No, we aren’t looking for lifelong partners – that’s true.
But the entire foundation of a hiring decision made by a client is based on trust. A prospective client must trust you before he or she is willing to put life and limb and financial security in your hands. That trust requires honesty up front. Without it, either a prospective client will not hire you to begin with, or, if dishonesty is exposed later, trust will be lost, the client will feel burned, and the damage to your reputation may be irreparable once word-of- mouth kicks in.
Yet, I am continually amazed at the advocates who post bogus information on their websites and/or directory listings, or who claim degrees, certifications, or memberships they haven’t earned, or who post photos of themselves that are 20 or 30 years out-of-date (as if they think they’ll be dating!) In addition…
- They have lied on directory applications.
- They have lied about organizations they belong to (in hopes of getting a membership discount).
- They have lied about certifications they claim to have earned (but haven’t.)
- They have submitted bogus testimonials on their own, pretending to be a client.
- Not long ago, one person submitted three directory applications, each claiming a different website (a requirement for being listed in the AdvoConnection Directory), none of which were her websites (they belonged to someone else.)
If someone can’t be truthful on an application, how can they be trusted with already vulnerable patients? If a vulnerable patient ever trusted and hired them, how can we be sure the person who lied her way into becoming an advocate would actually do right by the patient?
(I have to wonder how little regard these advocates have for potential clients they hope to connect with that they don’t think those clients will ever figure out the truth? C’mon! Just think – if your photo is 20 years old – that’s a disconnect when they meet you without words being spoken!)
So – what’s my point about you and your advocacy practice?
The point is that you are warned – and begged – to help us continue to establish our relatively new profession of health and patient advocacy and care management as the highly ethical and honest profession it was founded to be, and must continue to be.
While we do have a handful of ways to confirm claims made in applications and directory listings (the folks we have caught can attest to that), it’s a very unpleasant experience for everyone when we find a claim that isn’t true.
So here is our advice. When it comes to information you will make public, including websites, directory listings, other marketing materials, social media pages, and others:
- Do not lie.
- Do not shade the truth.
- Do not withhold important truth (which is really just a lie by omission.)
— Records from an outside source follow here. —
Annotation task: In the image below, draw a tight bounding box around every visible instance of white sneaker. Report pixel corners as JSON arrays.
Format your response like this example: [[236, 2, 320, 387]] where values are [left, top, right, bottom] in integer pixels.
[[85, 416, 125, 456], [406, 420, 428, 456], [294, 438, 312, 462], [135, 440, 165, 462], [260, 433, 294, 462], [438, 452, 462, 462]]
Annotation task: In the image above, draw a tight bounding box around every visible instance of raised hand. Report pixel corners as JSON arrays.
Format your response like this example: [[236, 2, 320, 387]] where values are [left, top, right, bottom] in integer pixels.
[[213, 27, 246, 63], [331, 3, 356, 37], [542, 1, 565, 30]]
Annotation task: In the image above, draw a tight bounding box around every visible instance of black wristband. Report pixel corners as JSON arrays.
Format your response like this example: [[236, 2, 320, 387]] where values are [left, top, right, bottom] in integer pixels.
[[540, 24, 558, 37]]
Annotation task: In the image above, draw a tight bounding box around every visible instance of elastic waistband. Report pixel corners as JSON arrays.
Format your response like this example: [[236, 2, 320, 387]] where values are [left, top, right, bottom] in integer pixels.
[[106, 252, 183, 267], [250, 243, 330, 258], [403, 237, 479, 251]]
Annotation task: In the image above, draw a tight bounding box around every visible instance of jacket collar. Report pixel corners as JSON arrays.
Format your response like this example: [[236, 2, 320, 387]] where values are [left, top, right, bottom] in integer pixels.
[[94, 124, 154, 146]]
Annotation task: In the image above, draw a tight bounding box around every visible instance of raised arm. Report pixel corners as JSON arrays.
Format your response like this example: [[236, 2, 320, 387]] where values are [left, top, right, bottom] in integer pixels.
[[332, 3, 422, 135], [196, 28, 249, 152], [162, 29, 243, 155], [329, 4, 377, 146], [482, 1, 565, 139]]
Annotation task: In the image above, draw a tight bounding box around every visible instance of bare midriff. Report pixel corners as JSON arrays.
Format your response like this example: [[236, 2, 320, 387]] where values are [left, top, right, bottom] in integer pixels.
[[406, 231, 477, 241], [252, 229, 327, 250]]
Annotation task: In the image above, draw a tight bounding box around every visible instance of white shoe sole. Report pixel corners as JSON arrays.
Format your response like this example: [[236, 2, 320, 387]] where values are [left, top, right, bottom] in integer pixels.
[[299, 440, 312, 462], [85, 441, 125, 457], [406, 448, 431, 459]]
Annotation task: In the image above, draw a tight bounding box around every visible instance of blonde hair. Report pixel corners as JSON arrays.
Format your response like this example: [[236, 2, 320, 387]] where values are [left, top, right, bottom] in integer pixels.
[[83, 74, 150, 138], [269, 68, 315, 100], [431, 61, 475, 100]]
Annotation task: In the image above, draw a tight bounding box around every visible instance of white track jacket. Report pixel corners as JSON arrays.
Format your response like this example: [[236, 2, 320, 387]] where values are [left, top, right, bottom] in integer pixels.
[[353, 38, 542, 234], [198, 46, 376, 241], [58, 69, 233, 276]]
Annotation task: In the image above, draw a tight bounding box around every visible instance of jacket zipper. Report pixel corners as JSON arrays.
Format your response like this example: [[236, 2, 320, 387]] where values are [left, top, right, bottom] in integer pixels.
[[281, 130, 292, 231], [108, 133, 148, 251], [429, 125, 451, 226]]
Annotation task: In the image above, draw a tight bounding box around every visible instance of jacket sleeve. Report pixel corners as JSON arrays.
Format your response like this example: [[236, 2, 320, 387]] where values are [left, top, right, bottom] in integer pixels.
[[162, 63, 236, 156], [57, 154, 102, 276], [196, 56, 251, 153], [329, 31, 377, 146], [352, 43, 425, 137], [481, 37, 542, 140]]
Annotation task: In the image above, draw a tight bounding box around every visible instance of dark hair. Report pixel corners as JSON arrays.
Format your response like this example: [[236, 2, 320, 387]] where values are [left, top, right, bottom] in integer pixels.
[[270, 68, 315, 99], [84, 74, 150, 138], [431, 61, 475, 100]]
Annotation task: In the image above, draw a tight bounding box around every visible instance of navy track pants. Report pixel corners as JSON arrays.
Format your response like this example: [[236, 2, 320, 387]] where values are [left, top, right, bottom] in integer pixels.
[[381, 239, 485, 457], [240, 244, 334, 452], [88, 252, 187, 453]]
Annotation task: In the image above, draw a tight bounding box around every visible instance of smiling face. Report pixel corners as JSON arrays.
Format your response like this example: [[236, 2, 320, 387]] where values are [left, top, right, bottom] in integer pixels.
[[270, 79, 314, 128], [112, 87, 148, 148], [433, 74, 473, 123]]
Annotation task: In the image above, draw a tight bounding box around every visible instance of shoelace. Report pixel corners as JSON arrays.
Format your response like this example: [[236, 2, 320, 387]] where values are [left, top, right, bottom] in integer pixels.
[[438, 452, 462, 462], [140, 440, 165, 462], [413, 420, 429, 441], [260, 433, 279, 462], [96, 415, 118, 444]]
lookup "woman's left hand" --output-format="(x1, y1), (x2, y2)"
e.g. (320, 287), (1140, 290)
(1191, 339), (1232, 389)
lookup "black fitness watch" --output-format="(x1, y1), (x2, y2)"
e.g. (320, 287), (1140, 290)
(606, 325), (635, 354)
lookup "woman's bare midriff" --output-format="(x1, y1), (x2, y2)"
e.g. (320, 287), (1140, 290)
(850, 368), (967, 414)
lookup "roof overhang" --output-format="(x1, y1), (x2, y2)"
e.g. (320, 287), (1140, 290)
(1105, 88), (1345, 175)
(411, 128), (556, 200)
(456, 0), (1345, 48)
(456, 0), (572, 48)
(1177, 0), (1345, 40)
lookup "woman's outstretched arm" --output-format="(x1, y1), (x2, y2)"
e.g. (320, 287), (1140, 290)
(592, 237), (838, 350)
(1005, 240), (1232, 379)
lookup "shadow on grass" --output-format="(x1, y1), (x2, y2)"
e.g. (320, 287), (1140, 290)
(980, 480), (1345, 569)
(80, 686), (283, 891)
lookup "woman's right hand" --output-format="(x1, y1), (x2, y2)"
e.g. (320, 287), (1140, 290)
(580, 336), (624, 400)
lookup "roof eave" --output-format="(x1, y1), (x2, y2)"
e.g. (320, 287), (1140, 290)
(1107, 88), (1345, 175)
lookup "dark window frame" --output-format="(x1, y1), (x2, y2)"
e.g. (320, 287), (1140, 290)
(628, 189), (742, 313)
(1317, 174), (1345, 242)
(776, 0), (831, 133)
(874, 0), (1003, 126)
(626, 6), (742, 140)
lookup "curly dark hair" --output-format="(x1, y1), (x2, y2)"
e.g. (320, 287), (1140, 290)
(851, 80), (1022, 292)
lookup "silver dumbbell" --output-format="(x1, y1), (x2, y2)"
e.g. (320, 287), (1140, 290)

- Do not take creative license.
- Do not use photos professionally that do not represent you well, or that suggest you do something advocates don’t do.
Or, phrased more positively:
- Be honest.
- Be trustworthy.
- Be transparent.
- Keep your public information accurate, current, and updated.
- Make your colleagues, and our entire profession, proud to consider you a colleague.
- Uphold the ethical standards the advocacy profession was founded on.
Don’t risk the possibility that bogus claims can come back to bite you. It’s not worth it, nor will you be rewarded, if you can’t be honest in all your business dealings.